Borderline (The Arcadia Project, #1)(100)


“Apparently your sarcasm is intact. I find that weirdly reassuring.”

She avoided my gaze. “If you find a way out of here, if you find out what Vivian is planning, National might let you stay.”

“And if not, they’ll want to kill me or something, right? Or wipe my memory?”

Caryl looked at me, aghast. “What makes you think that?”

“Otherwise what’s to stop me from spilling your secrets and causing mass hysteria?”

She shrank a little and said nothing.

I suppose I should have put it together earlier. That’s the problem with having a huge ego; you always assume that when you’re chosen for something, it’s because you’re special, -talented, better.

“That’s why you hire from the loony bin,” I said. “It doesn’t have anything to do with sensitivity or creativity or anything like that. It’s plausible deniability.”

Caryl scuffed her toe on the dusty ground.

“And just mental illness isn’t enough,” I persisted. “They have to be the kind of people who would have a roomful of empty seats at their funeral. The kind of people with no one to vouch for them.”

She looked up at me, eyes narrowed slightly. “I’ll confess that’s part of it. But if that were all, I could just scoop anyone off the street. Not all marginalized people are actually useful to us. Teo is dependable, lawful, and inventive. Tjuan is focused and clever. Gloria could get information from a gargoyle.”

“And me?”

“You—” she said, looking away. “You, I liked.”

I cleared my throat, laughed a little. “You keep saying that. But I kind of felt like I made a bad impression when we met.”

“By then I had already made up my mind. When you made the news last year, I researched you. I saw your films.”

“You’re . . . a fan?” I barked a laugh. “Hey, guess what, you can run unopposed for president of the club.”

“Don’t make it sound like that,” she said irritably, making as if to pull her hand away. I held on. “I saw The Stone Guest,” she said. “It said things about growing up all wrong and too fast, things I didn’t know how to say, or even really how to feel. You seemed . . . insightful. Complicated. Passionate.”

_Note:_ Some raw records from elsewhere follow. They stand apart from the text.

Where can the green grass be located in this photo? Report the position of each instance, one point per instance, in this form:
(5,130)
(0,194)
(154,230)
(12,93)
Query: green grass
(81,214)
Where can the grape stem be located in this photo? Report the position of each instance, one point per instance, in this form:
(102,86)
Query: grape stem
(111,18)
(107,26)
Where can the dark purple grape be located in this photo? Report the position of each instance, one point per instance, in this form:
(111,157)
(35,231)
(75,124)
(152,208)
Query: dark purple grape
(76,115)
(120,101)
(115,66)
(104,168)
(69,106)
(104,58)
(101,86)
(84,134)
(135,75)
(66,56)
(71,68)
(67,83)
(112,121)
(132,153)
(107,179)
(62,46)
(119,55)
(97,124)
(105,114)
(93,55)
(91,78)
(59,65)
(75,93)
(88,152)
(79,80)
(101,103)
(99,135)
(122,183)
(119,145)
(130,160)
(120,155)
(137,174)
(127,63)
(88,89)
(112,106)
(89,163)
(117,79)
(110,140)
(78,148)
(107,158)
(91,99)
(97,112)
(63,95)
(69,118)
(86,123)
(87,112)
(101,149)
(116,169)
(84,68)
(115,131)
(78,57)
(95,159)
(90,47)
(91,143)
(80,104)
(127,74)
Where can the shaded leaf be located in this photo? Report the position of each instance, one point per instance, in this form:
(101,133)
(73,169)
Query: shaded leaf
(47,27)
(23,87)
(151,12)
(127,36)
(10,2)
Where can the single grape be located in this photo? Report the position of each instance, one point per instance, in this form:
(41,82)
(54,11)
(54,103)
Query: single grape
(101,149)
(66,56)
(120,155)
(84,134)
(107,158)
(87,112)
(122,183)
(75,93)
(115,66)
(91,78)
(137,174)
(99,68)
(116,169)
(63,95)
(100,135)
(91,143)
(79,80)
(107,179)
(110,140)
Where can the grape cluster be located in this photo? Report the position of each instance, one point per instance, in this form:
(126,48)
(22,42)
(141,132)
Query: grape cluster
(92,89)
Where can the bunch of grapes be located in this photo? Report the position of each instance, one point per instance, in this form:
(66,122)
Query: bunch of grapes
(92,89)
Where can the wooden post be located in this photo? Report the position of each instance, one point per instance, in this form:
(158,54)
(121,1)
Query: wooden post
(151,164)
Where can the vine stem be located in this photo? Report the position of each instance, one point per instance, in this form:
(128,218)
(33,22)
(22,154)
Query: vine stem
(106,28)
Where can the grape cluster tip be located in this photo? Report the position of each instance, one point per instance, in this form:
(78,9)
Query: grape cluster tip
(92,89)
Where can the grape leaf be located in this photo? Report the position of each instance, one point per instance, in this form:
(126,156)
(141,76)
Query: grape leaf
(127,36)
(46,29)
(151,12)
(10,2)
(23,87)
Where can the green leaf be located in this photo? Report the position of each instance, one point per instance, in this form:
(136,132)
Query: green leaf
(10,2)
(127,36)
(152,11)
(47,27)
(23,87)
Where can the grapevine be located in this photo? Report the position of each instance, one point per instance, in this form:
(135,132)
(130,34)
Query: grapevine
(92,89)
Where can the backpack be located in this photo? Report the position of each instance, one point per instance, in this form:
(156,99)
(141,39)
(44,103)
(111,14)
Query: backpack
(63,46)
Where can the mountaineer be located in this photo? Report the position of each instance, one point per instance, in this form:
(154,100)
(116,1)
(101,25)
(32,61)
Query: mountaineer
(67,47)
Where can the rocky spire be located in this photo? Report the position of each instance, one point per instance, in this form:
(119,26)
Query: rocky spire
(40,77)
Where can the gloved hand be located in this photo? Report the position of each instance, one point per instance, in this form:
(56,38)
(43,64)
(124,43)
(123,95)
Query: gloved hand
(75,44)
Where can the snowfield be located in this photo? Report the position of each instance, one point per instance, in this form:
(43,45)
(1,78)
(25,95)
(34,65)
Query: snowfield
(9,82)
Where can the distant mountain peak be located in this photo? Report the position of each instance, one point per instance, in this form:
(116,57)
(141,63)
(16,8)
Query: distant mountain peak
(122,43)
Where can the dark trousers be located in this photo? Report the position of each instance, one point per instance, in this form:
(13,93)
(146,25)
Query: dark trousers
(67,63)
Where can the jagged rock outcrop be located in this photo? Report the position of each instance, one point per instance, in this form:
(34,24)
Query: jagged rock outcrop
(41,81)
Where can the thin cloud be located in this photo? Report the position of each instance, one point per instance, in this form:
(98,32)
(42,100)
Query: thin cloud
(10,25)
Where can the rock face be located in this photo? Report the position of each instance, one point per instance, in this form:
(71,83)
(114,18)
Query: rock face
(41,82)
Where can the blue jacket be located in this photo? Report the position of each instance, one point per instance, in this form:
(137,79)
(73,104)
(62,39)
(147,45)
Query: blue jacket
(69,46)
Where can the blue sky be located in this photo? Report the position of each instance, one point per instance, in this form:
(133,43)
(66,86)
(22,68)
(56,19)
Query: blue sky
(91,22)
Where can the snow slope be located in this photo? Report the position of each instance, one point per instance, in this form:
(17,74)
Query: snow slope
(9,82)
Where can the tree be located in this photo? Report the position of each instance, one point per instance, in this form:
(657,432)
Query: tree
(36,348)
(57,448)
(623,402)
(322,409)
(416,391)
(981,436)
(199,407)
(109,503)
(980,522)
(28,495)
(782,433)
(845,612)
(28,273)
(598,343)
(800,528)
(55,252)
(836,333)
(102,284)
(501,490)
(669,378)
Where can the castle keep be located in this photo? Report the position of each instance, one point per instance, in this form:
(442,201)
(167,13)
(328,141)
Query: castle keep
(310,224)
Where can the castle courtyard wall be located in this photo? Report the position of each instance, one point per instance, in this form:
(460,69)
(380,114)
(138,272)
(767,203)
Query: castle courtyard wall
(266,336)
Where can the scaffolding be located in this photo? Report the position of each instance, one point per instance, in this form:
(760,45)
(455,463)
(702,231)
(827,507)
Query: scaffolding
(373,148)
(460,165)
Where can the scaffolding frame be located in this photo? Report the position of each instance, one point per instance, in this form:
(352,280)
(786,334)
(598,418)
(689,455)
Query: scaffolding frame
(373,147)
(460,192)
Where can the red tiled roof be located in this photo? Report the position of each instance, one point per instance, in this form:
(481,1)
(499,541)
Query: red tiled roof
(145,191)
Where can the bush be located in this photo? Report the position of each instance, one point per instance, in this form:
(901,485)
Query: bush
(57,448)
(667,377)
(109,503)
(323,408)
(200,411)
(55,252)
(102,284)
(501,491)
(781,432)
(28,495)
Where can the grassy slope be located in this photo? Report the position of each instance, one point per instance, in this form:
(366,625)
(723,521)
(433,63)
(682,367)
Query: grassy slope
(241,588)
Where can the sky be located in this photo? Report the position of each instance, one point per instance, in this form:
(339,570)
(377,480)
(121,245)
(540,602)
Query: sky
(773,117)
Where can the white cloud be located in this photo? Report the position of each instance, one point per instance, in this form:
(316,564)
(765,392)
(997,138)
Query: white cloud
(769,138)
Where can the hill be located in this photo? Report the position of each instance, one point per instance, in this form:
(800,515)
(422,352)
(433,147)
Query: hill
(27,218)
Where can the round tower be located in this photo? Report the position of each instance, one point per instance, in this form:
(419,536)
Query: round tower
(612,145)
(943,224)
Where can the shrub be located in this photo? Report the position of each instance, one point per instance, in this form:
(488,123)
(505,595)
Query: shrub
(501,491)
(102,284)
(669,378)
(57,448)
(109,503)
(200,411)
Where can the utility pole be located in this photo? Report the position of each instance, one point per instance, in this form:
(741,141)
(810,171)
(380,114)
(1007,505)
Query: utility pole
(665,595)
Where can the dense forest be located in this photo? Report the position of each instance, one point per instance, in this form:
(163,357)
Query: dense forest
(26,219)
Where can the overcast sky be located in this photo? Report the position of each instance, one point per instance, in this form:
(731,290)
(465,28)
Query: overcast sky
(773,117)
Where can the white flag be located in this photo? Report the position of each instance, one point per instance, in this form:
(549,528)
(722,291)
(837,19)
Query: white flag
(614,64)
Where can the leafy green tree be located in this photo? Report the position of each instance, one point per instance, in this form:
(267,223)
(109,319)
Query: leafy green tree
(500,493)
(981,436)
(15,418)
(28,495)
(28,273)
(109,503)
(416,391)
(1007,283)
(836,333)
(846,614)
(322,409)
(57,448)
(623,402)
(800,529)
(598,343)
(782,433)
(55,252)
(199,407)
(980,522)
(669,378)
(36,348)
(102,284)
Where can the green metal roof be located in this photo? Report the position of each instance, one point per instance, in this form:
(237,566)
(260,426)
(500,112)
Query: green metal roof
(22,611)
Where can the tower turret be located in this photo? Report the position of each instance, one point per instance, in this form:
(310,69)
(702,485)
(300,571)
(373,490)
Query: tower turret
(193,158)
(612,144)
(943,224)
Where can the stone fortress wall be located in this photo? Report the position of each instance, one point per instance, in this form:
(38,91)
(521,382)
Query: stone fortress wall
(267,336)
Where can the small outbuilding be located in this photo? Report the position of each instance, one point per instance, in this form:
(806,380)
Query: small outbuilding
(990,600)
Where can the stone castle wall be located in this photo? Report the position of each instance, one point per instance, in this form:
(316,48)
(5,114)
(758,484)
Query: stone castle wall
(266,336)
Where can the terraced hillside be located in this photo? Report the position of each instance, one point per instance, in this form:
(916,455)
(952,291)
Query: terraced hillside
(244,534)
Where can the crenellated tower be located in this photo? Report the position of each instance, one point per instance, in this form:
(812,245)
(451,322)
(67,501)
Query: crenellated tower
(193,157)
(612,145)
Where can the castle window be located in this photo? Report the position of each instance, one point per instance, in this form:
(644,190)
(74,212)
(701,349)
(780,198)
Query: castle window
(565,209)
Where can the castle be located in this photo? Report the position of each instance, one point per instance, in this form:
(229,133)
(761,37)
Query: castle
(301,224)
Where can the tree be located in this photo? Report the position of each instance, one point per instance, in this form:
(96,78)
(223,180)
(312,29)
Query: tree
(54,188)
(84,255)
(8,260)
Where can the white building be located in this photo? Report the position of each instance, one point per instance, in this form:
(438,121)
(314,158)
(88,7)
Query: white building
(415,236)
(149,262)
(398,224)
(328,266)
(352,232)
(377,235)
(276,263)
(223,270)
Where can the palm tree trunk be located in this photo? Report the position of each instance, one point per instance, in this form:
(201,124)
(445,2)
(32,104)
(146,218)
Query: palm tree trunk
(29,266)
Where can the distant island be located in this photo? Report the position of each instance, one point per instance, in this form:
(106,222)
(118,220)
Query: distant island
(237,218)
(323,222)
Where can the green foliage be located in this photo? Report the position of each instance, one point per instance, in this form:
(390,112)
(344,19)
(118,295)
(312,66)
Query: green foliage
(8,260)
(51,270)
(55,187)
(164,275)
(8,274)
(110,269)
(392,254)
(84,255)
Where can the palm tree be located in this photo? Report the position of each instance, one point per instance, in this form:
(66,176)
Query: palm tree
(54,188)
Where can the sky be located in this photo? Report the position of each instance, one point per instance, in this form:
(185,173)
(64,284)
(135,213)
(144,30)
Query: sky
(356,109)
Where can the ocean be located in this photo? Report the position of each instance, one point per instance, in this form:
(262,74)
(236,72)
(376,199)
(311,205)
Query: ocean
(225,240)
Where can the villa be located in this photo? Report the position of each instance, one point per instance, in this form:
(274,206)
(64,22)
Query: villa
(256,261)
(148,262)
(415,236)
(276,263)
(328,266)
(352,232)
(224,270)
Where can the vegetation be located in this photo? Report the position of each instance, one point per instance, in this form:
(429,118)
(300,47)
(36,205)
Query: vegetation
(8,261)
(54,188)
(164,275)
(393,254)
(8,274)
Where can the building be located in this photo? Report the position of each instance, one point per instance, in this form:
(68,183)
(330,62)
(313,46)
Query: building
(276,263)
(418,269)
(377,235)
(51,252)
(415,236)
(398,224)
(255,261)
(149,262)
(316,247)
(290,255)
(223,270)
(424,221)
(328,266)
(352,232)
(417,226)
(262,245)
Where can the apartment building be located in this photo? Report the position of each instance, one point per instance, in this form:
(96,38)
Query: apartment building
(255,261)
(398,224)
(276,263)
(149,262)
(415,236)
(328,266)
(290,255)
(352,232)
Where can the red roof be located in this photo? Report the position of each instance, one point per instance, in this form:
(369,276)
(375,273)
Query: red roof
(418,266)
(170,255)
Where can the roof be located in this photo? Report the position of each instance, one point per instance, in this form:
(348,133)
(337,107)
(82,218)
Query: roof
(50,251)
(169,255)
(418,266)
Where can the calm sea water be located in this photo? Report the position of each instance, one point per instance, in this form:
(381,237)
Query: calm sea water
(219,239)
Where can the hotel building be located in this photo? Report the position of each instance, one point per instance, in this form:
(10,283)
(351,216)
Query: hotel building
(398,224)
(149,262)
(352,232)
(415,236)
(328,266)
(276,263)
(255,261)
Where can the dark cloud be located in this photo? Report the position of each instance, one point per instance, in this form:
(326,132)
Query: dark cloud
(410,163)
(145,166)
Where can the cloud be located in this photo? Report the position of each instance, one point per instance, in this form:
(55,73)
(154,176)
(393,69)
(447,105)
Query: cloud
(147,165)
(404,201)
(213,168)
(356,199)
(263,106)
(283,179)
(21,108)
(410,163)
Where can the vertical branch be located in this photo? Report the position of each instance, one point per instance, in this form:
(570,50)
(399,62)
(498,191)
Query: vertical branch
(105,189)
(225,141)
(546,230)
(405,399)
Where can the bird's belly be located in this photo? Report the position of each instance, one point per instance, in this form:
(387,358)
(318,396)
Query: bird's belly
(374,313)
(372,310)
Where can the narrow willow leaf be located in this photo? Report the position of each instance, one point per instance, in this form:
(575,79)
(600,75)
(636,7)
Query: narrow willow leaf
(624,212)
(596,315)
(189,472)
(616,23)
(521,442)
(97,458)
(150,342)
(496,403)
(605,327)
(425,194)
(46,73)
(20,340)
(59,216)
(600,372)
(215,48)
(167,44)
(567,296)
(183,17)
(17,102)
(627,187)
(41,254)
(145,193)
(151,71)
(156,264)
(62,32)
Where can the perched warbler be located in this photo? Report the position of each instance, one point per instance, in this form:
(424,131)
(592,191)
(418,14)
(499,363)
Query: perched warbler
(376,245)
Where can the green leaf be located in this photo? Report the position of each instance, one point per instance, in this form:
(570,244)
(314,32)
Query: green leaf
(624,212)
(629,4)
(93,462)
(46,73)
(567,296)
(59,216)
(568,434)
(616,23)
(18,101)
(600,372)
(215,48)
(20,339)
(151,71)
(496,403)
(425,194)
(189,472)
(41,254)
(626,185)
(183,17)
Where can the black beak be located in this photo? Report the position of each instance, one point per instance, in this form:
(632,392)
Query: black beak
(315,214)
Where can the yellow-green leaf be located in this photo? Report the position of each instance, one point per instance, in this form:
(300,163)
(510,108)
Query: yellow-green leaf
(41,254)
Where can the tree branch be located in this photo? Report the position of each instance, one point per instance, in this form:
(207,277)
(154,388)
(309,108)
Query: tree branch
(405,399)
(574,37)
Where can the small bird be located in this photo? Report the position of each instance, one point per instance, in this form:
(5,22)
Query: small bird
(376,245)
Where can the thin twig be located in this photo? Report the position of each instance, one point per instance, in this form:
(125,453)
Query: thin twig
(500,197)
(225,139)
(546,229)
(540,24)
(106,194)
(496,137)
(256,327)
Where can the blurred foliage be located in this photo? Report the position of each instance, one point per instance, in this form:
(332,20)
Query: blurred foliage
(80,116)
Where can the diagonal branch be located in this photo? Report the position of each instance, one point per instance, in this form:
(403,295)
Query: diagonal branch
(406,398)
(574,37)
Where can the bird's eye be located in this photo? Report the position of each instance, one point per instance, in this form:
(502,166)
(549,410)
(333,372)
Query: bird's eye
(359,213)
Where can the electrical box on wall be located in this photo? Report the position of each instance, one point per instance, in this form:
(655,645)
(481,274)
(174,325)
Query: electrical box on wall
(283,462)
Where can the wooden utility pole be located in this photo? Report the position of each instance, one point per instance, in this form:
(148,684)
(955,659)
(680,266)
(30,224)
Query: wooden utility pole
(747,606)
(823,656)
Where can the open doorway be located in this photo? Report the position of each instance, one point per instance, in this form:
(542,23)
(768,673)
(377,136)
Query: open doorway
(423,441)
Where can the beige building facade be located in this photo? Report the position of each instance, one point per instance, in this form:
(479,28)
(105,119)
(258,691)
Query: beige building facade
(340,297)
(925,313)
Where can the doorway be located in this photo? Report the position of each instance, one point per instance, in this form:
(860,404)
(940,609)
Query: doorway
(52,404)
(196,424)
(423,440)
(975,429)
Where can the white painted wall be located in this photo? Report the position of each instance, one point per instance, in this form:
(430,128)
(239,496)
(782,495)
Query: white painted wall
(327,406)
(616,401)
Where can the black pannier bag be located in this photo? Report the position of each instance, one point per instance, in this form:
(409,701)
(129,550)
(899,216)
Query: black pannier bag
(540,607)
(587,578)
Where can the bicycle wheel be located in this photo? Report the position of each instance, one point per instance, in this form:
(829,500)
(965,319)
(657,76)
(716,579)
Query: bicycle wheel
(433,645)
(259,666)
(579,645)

“Holy shit. You have a crush on me.”

This time she did manage to yank her hand away, but I caught it again. “I’m finished talking about this,” she said, doing a damn good impression of her normal icy self.

“Caryl—”

“I want to find that Gate,” she said. “Not only to save the prisoners, but because I want to know how Vivian did it. You have no way of appreciating how impossible it is to arrest something between worlds.”

“Like falling halfway down a hole . . . but sideways!” I mimicked Foxfeather’s lilting cadence, her little torso tilt.

“Just so,” Caryl said dryly, and then stopped. Her grip nearly broke my fingers, and she stared at me with her mouth hanging open. No, not at me. Behind me.

I turned and found myself staring at the picturesque old well. As I followed her train of thought, my mouth fell open too.

“This is why you stopped here,” Caryl said. “You led us right to him.”

We approached the well and leaned over, looking down into its depths. It was darker inside than it should have been with the sun so high in the imaginary sky, as though here alone the glamour didn’t penetrate. The bottom wasn’t visible, but I could faintly see what hung at the end of the rope. Not a bucket, but a flat wooden platform, just big enough for someone to sit on. I tried to turn the crank, but between having only one arm to use and no good legs to stand on, I didn’t get far.

“You’re not thinking of going down there, are you?” Caryl said, squeezing my hand.

“Are you bonkers?”

Caryl moved to the edge, peering down. “Is anyone down there?” she called. Her rough voice reverberated against the smooth round walls of the shaft.

The staggered assortment of hoarse whimpers and moans that rose up to answer her made the fine hairs rise on the back of my neck.

“Millie?” came a faint voice then. I knew that voice.

“Clay,” I said. “You bastard. Just hold on, okay? We’re going to get you out of there. And then I’m going to kick your ass.”

There was a long silence, and then he just said, faintly, “Okay.”

“They’ve literally just turned it sideways,” said Caryl, her voice soft with horror. “A tunnel they can’t climb out of, and they’re forced into continuous contact with it. If they were human, they’d have gone mad within a few hours.”

“Fey can’t go mad?”

“Fey are mad already.”

“WE FOUND IT!” I shouted at the top of my lungs. “EVERYBODY GET YOUR ASSES OVER HERE!”

Caryl winced. “Is that how you address your film crews?”

“Whatever works,” I said. As if on cue, all three of them came sprinting for the square, Gloria lagging behind.

“Where is it?” Teo asked, skidding to a dusty stop in front of me. Tjuan was close behind.

“They’re at the bottom of the well,” I said. “Vivian and company built a Gate sideways, so there’s no way out. They’re awake down there.”